“Pourquoi aller en cours si on n’a pas d’avenir ?”: la FEF se joint au mouvement de grève pour le climat

“Pourquoi aller en cours si on n’a pas d’avenir ?”: la FEF se joint au mouvement de grève pour le climat

La coupe est pleine pour les étudiants. Devant l’apathie politique face au climat, les élèves flamands ont lancé un mouvement de grève. Joints par les élèves francophones du secondaire, ils étaient 12.500 jeunes à protester pour préserver notre planète. Le mouvement prend maintenant de l’ampleur et gagne les étudiants du supérieur.

Jeudi 17 janvier. 12.500 élèves, francophones et néerlandophones, décident d’investir la rue. Du jamais vu: ils se mobilisent en masse pour la même cause: la survie de leur planète.
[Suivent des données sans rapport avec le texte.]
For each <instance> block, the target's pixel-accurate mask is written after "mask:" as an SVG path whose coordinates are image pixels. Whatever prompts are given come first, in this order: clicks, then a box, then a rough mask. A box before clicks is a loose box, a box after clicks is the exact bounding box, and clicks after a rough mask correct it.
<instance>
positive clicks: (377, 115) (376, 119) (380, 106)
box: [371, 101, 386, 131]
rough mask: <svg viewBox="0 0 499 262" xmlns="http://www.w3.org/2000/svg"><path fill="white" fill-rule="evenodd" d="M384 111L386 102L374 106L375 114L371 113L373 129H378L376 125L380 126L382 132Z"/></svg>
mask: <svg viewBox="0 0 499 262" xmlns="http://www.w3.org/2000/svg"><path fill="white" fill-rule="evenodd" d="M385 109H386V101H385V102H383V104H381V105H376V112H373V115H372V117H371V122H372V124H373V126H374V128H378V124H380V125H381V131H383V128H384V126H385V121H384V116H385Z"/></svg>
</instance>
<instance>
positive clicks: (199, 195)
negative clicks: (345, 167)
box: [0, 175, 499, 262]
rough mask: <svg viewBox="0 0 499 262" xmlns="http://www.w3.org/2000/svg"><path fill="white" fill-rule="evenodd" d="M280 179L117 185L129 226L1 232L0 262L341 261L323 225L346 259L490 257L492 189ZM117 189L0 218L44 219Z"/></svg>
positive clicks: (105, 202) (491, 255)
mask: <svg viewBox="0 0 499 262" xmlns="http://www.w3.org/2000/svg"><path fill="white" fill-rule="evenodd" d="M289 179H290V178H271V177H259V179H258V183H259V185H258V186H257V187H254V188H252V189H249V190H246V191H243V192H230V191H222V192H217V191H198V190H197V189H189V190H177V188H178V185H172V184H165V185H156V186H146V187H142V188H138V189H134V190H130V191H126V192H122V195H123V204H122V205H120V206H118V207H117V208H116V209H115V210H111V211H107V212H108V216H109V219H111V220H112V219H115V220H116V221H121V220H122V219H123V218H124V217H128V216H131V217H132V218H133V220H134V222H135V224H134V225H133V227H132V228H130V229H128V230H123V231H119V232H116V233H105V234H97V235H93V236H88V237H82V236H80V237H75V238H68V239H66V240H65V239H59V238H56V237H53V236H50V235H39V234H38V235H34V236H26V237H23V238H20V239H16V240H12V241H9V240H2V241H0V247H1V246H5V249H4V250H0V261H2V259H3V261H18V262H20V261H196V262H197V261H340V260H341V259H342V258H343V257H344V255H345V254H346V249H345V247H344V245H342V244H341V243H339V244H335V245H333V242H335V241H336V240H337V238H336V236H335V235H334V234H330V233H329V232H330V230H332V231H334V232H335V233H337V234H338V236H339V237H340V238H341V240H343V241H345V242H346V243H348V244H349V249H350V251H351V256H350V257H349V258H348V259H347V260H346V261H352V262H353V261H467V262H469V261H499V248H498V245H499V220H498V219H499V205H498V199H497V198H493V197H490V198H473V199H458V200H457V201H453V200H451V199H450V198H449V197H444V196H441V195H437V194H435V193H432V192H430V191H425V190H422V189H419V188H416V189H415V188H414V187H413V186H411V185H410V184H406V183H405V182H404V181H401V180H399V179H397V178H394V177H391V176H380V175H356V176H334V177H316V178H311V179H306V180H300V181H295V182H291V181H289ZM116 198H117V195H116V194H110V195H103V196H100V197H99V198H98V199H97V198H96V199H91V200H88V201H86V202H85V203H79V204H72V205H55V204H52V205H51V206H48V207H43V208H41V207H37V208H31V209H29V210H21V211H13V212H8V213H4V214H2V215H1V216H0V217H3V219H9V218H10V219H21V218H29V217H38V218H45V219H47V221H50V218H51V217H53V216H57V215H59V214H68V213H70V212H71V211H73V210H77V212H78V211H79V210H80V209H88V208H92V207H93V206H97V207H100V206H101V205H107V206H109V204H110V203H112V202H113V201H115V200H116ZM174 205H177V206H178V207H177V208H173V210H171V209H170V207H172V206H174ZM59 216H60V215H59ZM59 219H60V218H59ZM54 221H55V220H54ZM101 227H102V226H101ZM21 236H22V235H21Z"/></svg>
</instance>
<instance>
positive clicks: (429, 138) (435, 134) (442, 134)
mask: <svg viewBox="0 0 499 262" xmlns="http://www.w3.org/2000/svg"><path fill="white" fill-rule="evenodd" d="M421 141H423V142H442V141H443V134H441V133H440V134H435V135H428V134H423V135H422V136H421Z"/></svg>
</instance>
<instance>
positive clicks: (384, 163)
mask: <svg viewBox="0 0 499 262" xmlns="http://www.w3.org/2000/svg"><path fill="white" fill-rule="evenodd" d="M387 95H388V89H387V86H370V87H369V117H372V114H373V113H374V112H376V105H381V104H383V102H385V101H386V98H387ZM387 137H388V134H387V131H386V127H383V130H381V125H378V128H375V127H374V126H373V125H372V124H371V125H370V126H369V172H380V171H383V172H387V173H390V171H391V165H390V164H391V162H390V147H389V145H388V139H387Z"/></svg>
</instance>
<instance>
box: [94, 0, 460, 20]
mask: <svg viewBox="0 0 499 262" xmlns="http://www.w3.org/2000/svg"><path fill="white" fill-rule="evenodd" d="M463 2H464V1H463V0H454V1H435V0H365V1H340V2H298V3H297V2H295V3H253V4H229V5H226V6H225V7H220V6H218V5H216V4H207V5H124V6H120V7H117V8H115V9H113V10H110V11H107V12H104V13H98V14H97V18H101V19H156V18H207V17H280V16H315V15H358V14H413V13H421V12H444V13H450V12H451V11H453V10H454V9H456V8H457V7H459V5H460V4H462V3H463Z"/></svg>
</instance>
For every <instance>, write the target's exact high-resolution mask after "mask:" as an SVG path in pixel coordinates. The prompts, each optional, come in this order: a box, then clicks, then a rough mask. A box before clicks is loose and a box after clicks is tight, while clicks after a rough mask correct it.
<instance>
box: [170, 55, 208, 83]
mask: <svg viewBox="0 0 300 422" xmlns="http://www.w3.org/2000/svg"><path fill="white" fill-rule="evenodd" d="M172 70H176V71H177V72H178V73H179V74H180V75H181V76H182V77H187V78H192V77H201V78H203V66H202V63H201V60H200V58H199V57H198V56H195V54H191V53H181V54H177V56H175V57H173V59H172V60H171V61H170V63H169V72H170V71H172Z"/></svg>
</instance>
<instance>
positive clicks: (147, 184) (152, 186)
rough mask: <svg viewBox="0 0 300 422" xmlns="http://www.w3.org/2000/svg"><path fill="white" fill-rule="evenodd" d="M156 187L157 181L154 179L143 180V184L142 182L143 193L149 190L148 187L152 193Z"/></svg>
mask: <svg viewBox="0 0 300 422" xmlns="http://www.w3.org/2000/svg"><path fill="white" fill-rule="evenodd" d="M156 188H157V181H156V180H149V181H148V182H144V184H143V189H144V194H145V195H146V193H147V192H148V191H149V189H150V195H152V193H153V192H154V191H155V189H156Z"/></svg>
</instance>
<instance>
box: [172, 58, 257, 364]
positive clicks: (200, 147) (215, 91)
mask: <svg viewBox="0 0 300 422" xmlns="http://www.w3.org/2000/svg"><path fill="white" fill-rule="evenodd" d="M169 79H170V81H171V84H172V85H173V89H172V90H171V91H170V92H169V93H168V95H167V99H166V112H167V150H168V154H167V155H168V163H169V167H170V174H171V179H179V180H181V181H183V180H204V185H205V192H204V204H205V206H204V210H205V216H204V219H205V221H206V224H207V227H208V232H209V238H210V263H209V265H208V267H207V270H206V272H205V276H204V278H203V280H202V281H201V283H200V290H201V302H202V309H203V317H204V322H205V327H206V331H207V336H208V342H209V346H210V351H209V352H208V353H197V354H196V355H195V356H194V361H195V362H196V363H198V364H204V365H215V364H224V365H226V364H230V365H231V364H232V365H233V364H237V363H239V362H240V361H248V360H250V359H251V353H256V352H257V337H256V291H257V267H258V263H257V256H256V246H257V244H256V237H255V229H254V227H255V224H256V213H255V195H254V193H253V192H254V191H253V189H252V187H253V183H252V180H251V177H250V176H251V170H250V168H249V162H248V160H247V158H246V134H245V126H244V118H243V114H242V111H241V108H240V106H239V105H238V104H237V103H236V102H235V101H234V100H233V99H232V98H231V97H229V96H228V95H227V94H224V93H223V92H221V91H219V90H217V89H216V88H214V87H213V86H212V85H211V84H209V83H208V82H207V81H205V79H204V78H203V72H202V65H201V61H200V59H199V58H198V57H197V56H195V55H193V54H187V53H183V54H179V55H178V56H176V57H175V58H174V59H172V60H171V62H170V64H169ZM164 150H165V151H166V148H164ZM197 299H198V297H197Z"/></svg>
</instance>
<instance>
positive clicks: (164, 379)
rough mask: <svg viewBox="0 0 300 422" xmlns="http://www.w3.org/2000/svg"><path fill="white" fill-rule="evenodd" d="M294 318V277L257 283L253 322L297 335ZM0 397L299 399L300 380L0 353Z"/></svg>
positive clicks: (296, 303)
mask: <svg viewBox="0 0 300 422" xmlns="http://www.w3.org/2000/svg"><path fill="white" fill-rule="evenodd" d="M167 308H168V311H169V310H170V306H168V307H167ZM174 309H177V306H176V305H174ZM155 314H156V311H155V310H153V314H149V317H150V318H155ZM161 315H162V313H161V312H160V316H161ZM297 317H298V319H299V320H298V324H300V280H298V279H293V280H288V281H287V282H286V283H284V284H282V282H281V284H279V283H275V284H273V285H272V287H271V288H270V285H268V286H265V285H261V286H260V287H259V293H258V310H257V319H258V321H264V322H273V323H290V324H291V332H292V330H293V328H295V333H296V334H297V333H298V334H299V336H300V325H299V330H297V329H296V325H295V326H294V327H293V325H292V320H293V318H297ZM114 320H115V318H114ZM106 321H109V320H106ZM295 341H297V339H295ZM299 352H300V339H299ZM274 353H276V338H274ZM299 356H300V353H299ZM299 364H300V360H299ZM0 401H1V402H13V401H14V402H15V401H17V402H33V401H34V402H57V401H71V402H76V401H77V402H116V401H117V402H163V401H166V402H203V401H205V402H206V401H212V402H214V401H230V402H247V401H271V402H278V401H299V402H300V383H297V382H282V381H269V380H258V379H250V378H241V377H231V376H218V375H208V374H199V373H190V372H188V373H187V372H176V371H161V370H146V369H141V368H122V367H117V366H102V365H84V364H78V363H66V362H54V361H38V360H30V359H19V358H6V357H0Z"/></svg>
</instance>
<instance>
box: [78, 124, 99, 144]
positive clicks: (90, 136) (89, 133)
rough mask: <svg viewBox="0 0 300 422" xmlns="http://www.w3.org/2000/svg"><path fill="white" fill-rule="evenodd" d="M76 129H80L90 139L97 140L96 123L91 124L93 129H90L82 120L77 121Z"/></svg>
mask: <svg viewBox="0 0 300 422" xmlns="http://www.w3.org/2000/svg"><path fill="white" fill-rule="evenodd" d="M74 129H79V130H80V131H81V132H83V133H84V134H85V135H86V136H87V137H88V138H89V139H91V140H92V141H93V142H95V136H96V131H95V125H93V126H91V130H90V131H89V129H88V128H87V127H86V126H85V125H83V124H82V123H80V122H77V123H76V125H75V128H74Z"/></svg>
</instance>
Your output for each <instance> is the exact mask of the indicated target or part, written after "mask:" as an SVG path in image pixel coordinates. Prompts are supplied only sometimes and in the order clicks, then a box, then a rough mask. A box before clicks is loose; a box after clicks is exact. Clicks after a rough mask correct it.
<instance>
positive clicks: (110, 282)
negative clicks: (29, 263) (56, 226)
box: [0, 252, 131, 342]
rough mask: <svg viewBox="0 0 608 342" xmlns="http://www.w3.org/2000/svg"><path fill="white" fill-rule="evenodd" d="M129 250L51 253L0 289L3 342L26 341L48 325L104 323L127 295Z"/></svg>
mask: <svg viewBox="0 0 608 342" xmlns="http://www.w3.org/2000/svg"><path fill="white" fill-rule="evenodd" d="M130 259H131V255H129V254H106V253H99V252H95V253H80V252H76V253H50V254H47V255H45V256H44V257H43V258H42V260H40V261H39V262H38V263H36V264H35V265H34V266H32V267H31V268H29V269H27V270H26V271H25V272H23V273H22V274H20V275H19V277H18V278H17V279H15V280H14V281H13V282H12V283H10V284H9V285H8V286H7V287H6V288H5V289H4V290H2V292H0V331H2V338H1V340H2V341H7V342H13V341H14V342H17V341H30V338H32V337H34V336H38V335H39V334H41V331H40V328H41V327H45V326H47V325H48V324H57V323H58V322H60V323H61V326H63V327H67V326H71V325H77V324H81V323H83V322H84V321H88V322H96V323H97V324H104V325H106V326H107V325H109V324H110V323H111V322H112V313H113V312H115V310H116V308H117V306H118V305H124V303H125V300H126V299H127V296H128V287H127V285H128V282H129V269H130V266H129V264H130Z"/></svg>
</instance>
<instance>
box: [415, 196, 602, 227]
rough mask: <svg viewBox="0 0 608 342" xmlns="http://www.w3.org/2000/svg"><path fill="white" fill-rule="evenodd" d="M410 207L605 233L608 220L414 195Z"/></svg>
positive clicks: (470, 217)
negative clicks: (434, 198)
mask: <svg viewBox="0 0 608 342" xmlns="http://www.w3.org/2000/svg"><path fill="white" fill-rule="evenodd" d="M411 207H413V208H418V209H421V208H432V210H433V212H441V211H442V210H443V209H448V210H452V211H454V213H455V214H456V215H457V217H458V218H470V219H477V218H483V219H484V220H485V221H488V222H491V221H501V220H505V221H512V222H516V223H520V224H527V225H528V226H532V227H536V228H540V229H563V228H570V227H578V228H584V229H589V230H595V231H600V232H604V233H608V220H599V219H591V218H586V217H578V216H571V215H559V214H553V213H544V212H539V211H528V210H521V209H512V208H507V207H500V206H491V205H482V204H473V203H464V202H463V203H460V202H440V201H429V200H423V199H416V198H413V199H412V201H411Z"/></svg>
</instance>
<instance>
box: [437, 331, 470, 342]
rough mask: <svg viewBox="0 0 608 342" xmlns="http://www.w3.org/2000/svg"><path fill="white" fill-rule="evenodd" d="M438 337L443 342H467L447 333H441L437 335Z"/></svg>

Un véritable élan démocratique, ils ont soif de changement et ils le veulent tout de suite.

Chaque jeudi, “tous les jeudis qui seront nécessaires”, ils partiront en grève, séchant les cours, pour que nos politiques soient plus ambitieux en termes de climat. On se rappelle en effet que lors de la COP24, la Belgique et ses différentes Régions ont eu bien du mal à parler d’une seule voix. Notre pays a été pointé du doigt comme l’un des moins ambitieux en termes de politiques climatiques.

La Fédération des Étudiants Francophones a décidé ce mardi de joindre le mouvement initié par les néerlandophones. Preuve que quand les enjeux sont à ce point considérables, une frontière, qui plus est linguistique, n’a plus du tout de sens.

Dès ce jeudi 24 janvier, la FEF appelle les élèves du supérieur à se joindre au mouvement et à faire grève. Suite au constat alarmant du dernier rapport du Giec, l’urgence est à nos portes. Des mesures contre le réchauffement climatique doivent être prises maintenant, sans quoi nous n’atteindrons jamais l’objectif minimum de limiter le réchauffement moyen sous la barre des 1,5°C.

Mouvement spontané, encore à construire

Le président de la FEF n’exclut pas d’autres actions dans le futur. Il nous explique que la FEF “est de plus en plus sollicitée par les étudiants. Il s’agit d’un mouvement spontané avant tout, on veut absolument éviter toute tentative de récupération”. Mais des actions se préparent en coulisses, ainsi que de nécessaires discussions avec les autorités académiques.

Pour l’heure, la FEF se limite à se joindre au mouvement. La plupart des étudiants du supérieur sont encore en examens ou bientôt en vacances, il faudra donc patienter un peu avant de voir sous quelles formes et dans quelles mesures des actions plus spontanées seront lancées.

En attendant, et dans la mesure du possible, chaque étudiant est invité à grossir les rangs du cortège ce 24 janvier.